Helping your child cope with stress

In case a parent has noticed some behavioral changes in their child at the start of school than it’s a cause for concern. He may have been a laughing care-free kid during the summer hols but has now become cranky, crabby and a cry-baby ever since he started school.

It could be that he is not interested in doing his homework or is easily distracted and take much more time to complete the task. Even after school and an activity packed day of extra classes and games finds difficulty in falling asleep or has restless sleep.

All this denotes that your child is stressed and its high time you start to get worried and do something about it.

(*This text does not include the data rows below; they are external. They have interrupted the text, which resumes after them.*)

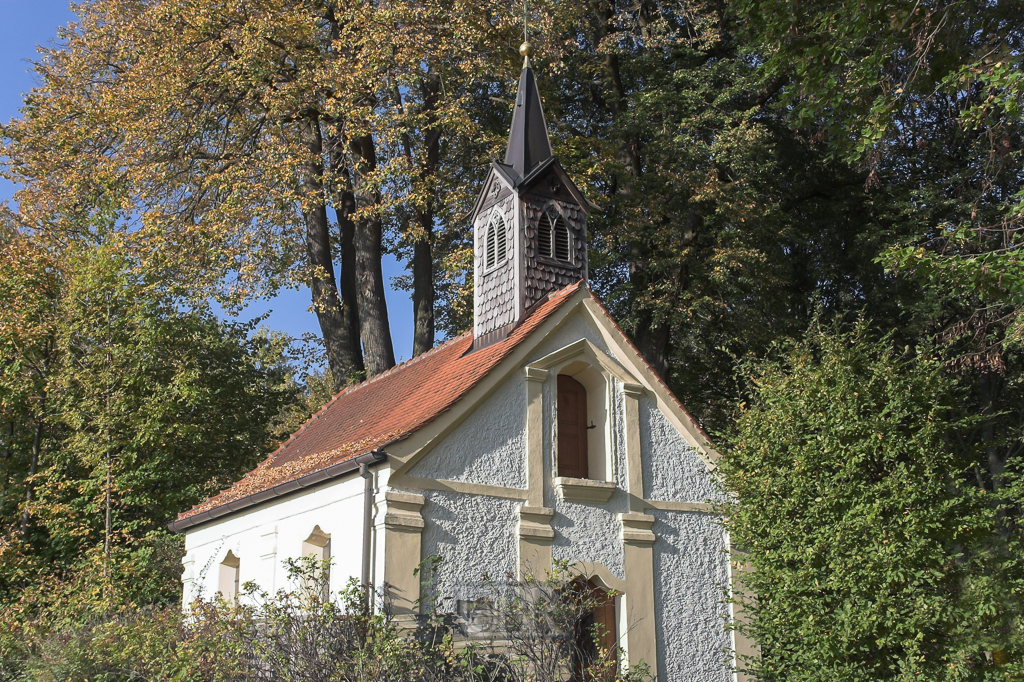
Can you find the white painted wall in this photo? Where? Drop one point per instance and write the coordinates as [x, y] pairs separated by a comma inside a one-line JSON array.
[[262, 538], [477, 534]]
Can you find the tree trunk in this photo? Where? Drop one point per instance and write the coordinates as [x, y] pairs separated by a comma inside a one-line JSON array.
[[347, 279], [375, 329], [37, 440], [423, 256], [423, 290], [7, 455], [336, 330]]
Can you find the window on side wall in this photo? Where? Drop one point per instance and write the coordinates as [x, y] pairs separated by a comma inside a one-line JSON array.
[[227, 583], [572, 452], [317, 547]]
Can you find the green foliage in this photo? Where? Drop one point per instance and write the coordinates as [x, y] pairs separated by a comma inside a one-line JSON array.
[[299, 635], [872, 551], [120, 408]]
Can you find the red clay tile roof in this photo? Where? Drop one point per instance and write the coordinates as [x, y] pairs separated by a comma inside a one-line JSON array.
[[387, 408]]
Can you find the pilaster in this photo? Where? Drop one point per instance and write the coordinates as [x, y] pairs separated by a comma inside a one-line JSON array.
[[638, 549], [268, 558], [403, 540], [535, 435], [634, 460]]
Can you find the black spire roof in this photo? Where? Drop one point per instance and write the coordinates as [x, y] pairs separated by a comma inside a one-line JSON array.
[[528, 142]]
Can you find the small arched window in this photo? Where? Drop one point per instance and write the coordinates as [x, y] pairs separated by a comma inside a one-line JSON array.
[[572, 461], [227, 583], [496, 250], [317, 546]]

Stress is not something that only adults experience. Even kids can have their own share of stress and strain brought about by a number of factors like when a loved one dies, including a pet and when parents are having a troubled relationship or are getting divorced.

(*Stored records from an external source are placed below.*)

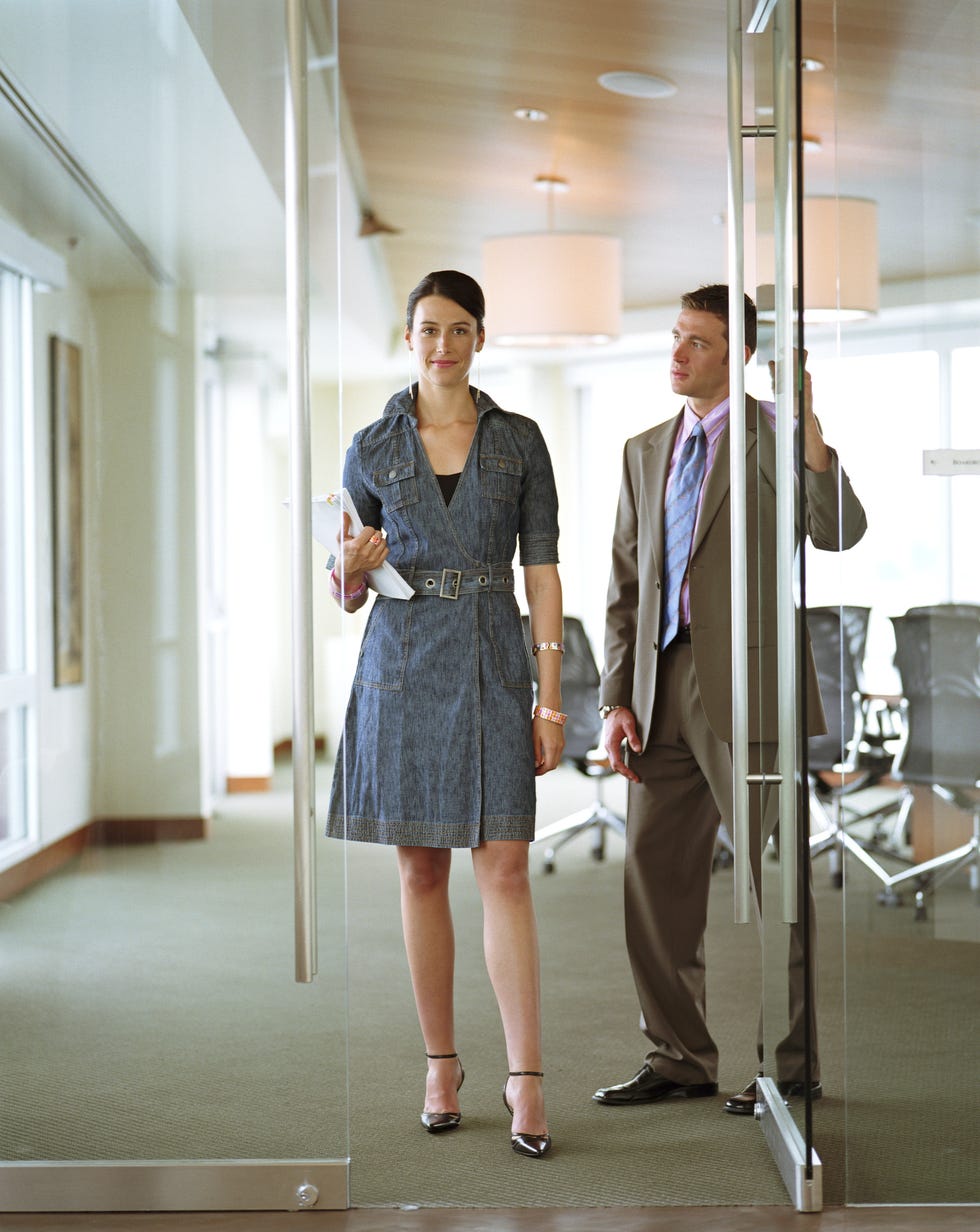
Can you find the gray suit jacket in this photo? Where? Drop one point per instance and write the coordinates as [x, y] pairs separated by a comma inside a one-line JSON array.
[[636, 577]]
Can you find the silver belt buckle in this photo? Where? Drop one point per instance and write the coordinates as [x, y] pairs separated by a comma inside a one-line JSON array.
[[455, 579]]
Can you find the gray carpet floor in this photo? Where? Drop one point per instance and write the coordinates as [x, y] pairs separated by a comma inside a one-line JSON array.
[[151, 1012]]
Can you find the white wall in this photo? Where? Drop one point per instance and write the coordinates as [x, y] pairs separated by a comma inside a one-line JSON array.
[[142, 567]]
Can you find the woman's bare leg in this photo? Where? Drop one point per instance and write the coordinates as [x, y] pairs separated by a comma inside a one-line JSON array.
[[427, 924], [510, 948]]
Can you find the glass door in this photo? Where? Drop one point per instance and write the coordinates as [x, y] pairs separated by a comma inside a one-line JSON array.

Parents figure out ways to cope with the stress in their lives. And in the same way they need to be able to teach their children to do the same.

So what can you do? How can you help your child cope with stress?

Janine Halloran is the Founder of Coping Skills for Kids and has the following suggestions:

1. Teach them a few quick calming strategies

When kids are experiencing stress, they need to be able to do something in the moment to calm down.

Teach these to your child so they have a few simple strategies.

  • Take a deep breath.

The key to a good deep breath is to have their belly move, not their chest. Have them put one hand on their belly and one hand on their chest. When they breathe in, their stomach should be moving out. And when they breathe out, their stomach should move in. Use props to make it more fun, like bubbles, a pinwheel, or laying down with a teddy bear on their stomach.

  •  Imagine your favorite place.

Have your child imagine their favorite place in the world. Maybe it’s the beach, or the woods, or in a quiet spot in your home. Have them use their senses to think about this place – what do they see, hear, feel? Encourage them to stay there for a few minutes.

  •  Pick a number.

Sometimes it’s helpful to focus on something simple, like counting. Have them pick a number and count to it. Or they could start with a random number, like 58, and count backwards down to one. Or they could start at 100 and count backwards down by 7’s. Try a few different ways of counting to see which works best.

2. Start a dialogue about the stress

Ask one or two open-ended questions and see where that leads. One simple way to ask about their day is to ask about the roses (the good things that happened), and thorns (the bad things that happened).

They may be more reluctant to talk with you face to face, so try talking in the car instead. Ask a question or two while you’re out and about in your vehicle.

If you’re having a hard time starting a verbal conversation, try writing instead. Start a special journal just for the two of you and start a conversation about what’s going with them, and what is stressful for them.

3. Simplify your schedule

There is such pressure to go and do CONSTANTLY. That puts a lot of stress on everyone in the family. Talk with your child about their schedule. Do they still like all of their activities? Is there something they’d like to stop doing? Cutting down to one or two activities a week would reduce stress. Simplifying the schedule would have the added benefit of allowing for some down time and freedom to play, which is a great stress reliever.

4. Find good distractions

There are times when you can do something to reduce stress, like cutting back on activities. However, there are times when you can’t fix it, like when their grandmother is ill. There isn’t anything they can do, but your child may keep thinking and thinking about it, to the point of being unable to focus at school. Then it’s time to try and take their mind off that stress.

  •  Find something that makes them laugh.

Tell silly jokes, make up some Would You Rather questions, or do a mad libs together. The simple act of laughter can make kids feel a little bit better and reduce stress.

  •  Help others.

Find a place that they can volunteer. Do random acts of kindness for others. Focusing on other people can distract from their own worries.

  •  Play a game.

Set aside a little time and pull out your favorite board game from when you were little. Teach them how to play. What a fun way to bond and connect with your child.

5. Model healthy coping strategies

As parents, we are our children’s first teachers. They watch our behaviors and see what we do when we’re stressed out. We need to model good, healthy coping strategies too. What are your go-to coping strategies? – Do you like to go to the gym? Knit? Do a crossword puzzle?

The next time you use a coping skill, share that information with your child. Acknowledge it out loud. “I’m so stressed right now, and I just need a quick break. I’m going to knit for 10 minutes.”

There will always be stress, but it’s all about how you manage it. The earlier your child can learn healthy coping skills, the bigger their repertoire of coping skills will be. With a good set of coping strategies, they can tackle stressful situations successfully.

You and your child have been writing back and forth in a journal, and you learned that she really didn’t like soccer anymore. It’s been two weeks since she stopped, and you’ve noticed her smile is starting to come back. She seems less stressed and you aren’t so worried anymore.